Needle (Thai Comic Books, 2013, etc.) recounts his time in Thailand as a Peace Corps volunteer in this memoir.
Needle joined the Peace Corps mostly to avoid the draft. It was 1967, he was 25, and his student deferments had come to an end. Before too long, he found himself in Thailand with little knowledge of the culture or the language, serving a two-year assignment assisting the teaching of English to the children of Nang Rong, the richest district in Thailand’s poorest province. (The name Nang Rong, as Needle’s handler gleefully informed him, means “To Sit and Cry.”) Though Needle assumed he would be instructing Thai educators on how best to teach English, he was immediately put in charge of teaching the students directly. They were mostly the young children of poor rice farmers who came to school by bicycle or on foot.
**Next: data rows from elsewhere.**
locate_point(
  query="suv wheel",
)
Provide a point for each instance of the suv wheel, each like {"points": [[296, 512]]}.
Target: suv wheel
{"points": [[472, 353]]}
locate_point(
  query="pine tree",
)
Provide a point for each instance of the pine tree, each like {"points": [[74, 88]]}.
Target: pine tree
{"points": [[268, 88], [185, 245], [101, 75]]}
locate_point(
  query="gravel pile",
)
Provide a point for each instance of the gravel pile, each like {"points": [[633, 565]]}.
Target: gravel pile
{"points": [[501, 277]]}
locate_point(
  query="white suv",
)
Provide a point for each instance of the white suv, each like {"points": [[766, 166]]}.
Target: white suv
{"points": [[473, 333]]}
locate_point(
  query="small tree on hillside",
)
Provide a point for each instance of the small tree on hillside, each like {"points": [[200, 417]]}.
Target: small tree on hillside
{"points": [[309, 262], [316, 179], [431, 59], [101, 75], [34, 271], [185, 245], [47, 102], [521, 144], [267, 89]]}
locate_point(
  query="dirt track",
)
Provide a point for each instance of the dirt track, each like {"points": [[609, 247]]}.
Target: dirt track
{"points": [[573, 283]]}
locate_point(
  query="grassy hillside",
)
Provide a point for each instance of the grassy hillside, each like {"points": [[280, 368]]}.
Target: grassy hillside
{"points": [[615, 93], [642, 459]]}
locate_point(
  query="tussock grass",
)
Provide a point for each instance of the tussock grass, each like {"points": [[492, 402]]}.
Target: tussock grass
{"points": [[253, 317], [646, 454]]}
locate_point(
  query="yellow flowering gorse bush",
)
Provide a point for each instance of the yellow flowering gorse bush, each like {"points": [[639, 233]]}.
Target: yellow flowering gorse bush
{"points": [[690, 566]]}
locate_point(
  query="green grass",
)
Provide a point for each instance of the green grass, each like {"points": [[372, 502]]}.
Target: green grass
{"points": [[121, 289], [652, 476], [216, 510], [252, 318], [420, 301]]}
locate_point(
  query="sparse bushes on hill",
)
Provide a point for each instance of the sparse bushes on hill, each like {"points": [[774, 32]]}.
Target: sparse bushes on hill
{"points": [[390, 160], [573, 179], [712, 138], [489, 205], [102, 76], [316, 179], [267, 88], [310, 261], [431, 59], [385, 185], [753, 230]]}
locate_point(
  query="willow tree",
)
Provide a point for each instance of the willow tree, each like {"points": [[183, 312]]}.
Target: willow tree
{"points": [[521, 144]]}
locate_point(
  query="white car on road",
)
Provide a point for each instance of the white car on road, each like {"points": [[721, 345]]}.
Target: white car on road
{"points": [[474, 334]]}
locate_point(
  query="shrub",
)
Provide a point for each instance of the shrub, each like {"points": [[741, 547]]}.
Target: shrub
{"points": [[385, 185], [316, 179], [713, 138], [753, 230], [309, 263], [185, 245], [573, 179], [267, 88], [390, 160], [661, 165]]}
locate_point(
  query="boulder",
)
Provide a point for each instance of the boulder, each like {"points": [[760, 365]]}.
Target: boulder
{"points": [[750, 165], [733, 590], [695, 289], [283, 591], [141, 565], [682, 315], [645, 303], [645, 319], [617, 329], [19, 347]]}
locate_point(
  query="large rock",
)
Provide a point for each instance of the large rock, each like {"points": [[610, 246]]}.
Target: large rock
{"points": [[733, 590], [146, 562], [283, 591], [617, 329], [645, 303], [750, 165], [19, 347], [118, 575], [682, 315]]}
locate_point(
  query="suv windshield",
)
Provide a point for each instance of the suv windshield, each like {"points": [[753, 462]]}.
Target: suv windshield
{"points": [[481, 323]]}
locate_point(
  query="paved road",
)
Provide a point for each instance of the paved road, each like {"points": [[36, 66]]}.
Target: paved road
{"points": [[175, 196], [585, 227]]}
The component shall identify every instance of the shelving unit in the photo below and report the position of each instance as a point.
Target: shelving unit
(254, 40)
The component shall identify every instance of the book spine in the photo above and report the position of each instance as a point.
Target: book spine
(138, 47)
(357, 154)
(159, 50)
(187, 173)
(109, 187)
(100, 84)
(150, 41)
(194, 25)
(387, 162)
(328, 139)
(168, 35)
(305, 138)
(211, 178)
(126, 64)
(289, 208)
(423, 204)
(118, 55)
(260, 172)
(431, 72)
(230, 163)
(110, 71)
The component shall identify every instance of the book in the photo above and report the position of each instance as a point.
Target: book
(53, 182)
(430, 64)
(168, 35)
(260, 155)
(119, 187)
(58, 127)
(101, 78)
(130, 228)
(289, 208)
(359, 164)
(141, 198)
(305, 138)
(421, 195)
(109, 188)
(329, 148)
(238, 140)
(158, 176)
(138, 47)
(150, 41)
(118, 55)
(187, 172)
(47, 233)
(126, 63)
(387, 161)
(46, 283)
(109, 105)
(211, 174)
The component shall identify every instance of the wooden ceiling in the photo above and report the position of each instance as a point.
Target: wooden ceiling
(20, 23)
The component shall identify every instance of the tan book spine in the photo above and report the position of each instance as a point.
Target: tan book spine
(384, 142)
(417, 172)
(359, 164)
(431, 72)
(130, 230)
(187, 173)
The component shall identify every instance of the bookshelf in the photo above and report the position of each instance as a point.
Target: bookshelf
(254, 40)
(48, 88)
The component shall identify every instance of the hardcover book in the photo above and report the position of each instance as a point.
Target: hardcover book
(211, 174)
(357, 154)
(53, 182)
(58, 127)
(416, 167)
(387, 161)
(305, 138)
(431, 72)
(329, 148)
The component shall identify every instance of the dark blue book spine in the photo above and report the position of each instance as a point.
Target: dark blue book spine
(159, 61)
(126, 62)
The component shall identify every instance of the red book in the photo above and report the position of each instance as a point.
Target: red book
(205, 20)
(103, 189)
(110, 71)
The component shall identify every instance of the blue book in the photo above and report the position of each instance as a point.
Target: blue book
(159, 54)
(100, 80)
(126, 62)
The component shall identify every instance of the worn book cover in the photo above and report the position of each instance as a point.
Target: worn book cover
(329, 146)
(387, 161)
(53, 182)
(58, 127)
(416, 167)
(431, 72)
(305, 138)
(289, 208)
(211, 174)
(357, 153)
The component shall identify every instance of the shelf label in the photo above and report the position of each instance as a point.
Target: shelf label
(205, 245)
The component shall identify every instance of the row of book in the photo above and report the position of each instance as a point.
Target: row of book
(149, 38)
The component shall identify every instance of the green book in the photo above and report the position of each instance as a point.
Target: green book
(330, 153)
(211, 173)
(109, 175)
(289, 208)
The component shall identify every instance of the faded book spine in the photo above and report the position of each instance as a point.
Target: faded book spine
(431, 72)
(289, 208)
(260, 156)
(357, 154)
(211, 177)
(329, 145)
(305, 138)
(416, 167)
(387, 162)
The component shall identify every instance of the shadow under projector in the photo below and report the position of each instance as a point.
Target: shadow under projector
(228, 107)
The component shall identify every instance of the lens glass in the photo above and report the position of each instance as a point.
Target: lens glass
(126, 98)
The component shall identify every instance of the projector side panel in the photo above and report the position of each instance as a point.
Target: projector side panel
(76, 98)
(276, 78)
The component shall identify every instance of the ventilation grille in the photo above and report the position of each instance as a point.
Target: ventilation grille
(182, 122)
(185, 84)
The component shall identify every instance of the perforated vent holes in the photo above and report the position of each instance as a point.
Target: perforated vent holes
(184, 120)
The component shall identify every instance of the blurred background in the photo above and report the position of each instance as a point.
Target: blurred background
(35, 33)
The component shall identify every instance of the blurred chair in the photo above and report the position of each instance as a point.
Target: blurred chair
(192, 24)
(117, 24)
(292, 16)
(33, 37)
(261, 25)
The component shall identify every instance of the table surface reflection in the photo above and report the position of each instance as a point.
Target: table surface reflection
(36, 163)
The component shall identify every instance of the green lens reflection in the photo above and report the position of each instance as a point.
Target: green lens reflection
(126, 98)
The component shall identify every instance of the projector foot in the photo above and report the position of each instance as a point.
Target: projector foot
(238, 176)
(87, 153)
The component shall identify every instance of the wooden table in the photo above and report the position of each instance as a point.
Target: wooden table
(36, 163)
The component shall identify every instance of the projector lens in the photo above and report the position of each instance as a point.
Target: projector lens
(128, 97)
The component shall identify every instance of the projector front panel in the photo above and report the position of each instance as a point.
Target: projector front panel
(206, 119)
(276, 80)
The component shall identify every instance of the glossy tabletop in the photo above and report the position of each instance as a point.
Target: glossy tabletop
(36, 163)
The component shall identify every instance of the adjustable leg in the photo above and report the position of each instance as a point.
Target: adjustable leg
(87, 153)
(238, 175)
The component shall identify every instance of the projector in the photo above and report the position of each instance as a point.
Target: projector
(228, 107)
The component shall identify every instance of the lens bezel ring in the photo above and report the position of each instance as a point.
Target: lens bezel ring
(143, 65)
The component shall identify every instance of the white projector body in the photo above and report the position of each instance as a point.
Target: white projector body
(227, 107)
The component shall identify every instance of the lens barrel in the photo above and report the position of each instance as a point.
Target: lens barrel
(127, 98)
His students helped to introduce him to the universality of childhood, even as everything else around him seemed so undeniably foreign: the food, the weather, the customs, the constant smiles of his Thai neighbors. Needle became proficient in Thai and acclimated to the local rhythms of Nang Rong. As he attempted to put together a life of work, leisure, and romance—one he got over some of the horror stories of sexually transmitted diseases put into his head during training—Needle found a place for himself on the other side of the world that was simultaneously alien and recognizable.
Needle’s diarylike account recalls his exploits from every few days for most of the two years he spent in Thailand. The prose is literary in its eye for details, seeking always to capture the otherworldliness of his immigrant experience: “The monk from the bus was met by a contingent of other monks, all carrying black umbrellas. They brought an extra one for him....Their leaving presented a saffron tapestry punctuated with ebony parasols.” These entries are interspersed with photographs and even poetry from his time there, which paint a picture of a young man using the opportunity of a new environment to grow into the adulthood of his choosing. The book does not have much in the way of a plot, and readers might drop off once it becomes clear that no mammoth epiphany or climax is waiting for them. Even so, Needle has crafted a memoir of the traditional mold: a remembrance of a place and time that no longer exists, recalled in precise detail and recorded for the purpose of preservation more than entertainment. There is something alluring about the Thailand of Needle’s memory—the way he summons it and his old self with it—that keeps the reader turning the pages, digging for a deeper truth.
A well-written, if somewhat shapeless, Peace Corps memoir.